To improve the quality and reliability of forensic science, the criminal justice system should learn from the experiences of the medical community and adopt CLIA as a framework for regulating forensic science on a national level. It is the responsibility of forensic science practitioners, the criminal justice system, and lawmakers at the state and federal levels to adopt CLIA to create a system for improving forensic laboratories. This system could be called the forensic laboratory improvement amendments (FLIA) and would address the specific needs of the criminal justice system.
References
- US Department of Health and Human Services. Clinical laboratory improvement amendments of 1988 (CLIA) proficiency testing regulations related to analytes and acceptable performance 2019. https://www.govinfo.gov/content /pkg/FR-2019-02-04/pdf/2018-28363.pdf. Accessed March 18, 2019.
- Westgard QC. Quality requirements: desirable biological variation database specifications 2019. https://www.westgard.com/biodatabase1.htm. Accessed March 18, 2019.
- Clinical and Laboratory Standards Institute (CLSI).Quality management system: a model for laboratory services; approved guideline 4th ed. (Document no. GP26–A4, Vol. 31, No. 15) (Clinical and Laboratory Standards Institute, 2011).
- Centers for Medicare and Medicaid Services. Clinical laboratory improvement amendments of 1988 (Part 493) 1443–1495 (US Department of Health and Human Services, 1988).
- Westgard JO. Charts of operational process specifications (”OPSpecs Charts”) for assessing the precision, accuracy, and quality control needed to satisfy proficiency testing criteria Clin Chem 1992; 38:1226–33.

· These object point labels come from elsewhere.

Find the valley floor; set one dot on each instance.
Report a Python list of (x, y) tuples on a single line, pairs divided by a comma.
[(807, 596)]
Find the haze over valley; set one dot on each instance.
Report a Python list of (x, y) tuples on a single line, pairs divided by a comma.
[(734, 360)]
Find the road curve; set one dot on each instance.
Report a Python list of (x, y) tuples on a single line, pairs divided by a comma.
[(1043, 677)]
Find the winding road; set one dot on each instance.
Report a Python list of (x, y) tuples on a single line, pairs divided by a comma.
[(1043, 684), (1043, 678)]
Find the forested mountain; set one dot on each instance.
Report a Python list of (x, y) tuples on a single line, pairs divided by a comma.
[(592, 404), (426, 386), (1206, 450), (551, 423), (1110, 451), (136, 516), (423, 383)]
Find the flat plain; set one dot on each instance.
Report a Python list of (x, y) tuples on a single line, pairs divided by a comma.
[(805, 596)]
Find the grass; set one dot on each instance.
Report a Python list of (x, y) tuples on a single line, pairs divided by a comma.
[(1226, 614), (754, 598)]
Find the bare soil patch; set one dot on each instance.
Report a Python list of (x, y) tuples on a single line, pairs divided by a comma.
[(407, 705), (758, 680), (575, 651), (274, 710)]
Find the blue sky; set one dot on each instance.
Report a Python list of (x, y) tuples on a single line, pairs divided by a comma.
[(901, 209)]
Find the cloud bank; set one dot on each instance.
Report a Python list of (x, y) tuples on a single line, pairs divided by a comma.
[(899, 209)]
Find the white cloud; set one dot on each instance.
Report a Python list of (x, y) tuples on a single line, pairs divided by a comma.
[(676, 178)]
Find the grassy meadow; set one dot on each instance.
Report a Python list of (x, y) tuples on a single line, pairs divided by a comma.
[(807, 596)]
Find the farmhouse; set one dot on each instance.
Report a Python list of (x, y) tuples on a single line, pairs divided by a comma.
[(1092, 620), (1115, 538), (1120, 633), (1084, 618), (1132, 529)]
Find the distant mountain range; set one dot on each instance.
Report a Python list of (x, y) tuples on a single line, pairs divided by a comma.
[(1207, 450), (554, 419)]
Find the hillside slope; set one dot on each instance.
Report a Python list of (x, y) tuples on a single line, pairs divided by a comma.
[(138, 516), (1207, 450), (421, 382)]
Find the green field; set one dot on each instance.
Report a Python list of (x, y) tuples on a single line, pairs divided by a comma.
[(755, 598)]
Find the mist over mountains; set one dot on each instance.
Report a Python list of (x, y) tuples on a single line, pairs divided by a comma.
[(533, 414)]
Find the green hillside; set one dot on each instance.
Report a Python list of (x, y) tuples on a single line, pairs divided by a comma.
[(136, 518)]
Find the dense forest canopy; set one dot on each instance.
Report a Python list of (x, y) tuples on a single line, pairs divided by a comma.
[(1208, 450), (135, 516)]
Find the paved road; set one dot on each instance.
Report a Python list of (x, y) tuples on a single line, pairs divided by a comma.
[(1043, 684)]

- Parkinson DR, McCormack RT, Keating SM, Gutman SI, Hamilton SR, Mansfield EA, et al. Evidence of clinical utility: an unmet need in molecular diagnostics for patients with cancer. Clin Cancer Res 2014; 20:1428–44.
- Donnell Christian (2011) How the Clinical Laboratory Improvement Amendments (CLIA) Can Improve Forensic Laboratory Quality, Forensic Science Policy & Management: An International Journal, 2:1, 18-27, DOI: 10.1080/19409044.2010.549926.